Otra de las obsesiones de Casciari es su país, Argentina, y –sobre todo- el hecho de llevar una vida alejado de esta.  Esto se aprecia en la columna El idioma de la infancia. Allí, a partir de una pregunta “ingenua” de su hija, él debe explicar qué es la patria y qué significa ser argentino.
A través del humor y la ironía, va mostrando –sobre todo- aspectos negativos de pertenecer a ese país y llevar a cuestas esa nacionalidad: “Ser argentino, hijita, es sentarse en un pupitre y aprender a decir yo, tú, él, nosotros, vosotros, ellos, durante una década entera, y después salir a la calle y no decir Tú ni Vosotros nunca más, ni aunque te fajen”.
El dulce de leche -invento uruguayo-, también es otra de las debilidades de Casiciari, y –según él mismo explica- se debe a su nacionalidad: “¿Qué estás comiendo hija mía? –Le pregunto- ¿Por qué no le estás poniendo dulce de leche a esa banana, a ese pan con manteca, a ese pedazo de queso, a esa torta de coco, a ese yogur, a ese flancito?”.

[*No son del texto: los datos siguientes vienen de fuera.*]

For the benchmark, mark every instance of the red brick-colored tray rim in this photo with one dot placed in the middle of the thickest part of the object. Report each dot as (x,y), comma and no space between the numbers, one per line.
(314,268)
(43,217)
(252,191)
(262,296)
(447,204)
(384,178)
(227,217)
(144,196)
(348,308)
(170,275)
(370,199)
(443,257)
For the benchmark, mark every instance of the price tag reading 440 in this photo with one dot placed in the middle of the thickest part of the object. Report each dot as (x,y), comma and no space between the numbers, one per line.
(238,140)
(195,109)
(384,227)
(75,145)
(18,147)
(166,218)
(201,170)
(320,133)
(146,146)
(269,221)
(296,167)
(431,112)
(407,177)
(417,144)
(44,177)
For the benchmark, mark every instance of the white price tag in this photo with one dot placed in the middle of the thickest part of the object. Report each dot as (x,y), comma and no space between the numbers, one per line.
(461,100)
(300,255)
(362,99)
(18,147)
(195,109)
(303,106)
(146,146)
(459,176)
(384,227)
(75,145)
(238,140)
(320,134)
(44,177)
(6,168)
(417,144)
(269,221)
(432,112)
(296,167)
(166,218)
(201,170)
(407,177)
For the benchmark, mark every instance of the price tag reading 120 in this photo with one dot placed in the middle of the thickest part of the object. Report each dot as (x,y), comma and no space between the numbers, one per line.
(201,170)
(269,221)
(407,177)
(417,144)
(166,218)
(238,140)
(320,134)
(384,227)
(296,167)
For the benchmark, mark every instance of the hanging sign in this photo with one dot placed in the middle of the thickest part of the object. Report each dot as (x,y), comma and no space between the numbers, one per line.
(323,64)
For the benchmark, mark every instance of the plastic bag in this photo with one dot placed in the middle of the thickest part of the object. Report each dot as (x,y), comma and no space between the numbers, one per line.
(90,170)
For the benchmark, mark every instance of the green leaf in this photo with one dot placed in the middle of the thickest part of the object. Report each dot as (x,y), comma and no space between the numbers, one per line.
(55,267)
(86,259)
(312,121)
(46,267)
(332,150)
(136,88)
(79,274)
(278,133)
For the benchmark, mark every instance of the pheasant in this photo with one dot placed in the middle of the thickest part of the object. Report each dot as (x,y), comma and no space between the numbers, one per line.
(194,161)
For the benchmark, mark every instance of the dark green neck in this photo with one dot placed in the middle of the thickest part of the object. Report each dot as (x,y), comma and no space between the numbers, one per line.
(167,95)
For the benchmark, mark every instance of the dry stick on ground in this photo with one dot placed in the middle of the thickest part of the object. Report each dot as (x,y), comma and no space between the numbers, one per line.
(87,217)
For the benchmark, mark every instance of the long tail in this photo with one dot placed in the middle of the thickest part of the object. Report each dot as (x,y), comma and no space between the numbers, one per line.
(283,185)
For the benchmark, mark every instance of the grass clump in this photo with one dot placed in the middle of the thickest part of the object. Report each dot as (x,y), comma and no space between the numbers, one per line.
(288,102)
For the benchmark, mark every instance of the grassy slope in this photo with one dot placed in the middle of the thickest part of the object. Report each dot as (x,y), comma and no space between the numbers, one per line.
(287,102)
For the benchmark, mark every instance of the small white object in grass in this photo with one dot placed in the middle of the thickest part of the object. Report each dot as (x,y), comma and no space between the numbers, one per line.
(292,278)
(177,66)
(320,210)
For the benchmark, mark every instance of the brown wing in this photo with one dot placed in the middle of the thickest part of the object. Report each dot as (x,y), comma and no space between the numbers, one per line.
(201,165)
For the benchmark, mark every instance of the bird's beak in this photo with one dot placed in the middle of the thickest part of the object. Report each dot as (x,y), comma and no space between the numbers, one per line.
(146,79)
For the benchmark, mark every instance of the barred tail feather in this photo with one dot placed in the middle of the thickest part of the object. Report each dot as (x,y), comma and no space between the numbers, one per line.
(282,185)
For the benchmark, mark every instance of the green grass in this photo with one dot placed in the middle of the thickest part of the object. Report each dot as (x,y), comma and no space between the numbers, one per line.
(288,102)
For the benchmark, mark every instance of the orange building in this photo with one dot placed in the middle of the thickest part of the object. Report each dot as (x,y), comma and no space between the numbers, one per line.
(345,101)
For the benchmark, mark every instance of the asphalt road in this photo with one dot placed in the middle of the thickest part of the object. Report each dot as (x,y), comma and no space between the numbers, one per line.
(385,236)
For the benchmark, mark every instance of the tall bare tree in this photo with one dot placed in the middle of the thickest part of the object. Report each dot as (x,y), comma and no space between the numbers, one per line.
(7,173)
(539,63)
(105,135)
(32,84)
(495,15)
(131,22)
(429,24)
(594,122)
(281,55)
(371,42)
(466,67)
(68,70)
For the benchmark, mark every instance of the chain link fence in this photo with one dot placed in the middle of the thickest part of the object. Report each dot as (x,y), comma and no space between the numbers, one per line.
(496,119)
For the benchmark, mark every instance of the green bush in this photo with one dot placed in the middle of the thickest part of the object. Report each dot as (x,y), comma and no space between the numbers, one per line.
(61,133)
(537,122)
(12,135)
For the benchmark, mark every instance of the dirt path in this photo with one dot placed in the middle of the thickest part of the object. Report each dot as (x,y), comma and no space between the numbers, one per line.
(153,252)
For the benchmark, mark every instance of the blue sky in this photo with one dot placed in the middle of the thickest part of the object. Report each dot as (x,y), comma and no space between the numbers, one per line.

Sin embargo, cuando en el texto de Casciari todo parece irónico y negativo, aparece la luz de esperanza -que hasta puede resultar algo extraño para el lector-: “Papi nació en un lugar maravilloso. Si escuchas en la tele otra cosa, es mentira. Papi nació en un país al que nunca le fueron bien las cosas, pero que huele a tierra mojada y en el que, mires para donde mires, siempre hay algo que es verde y alguien que es tu amigo…”. De esta manera, Casciari también muestra ese lado positivo que tanta falta hace en la literatura contemporánea y que brinda algo de optimismo al futuro.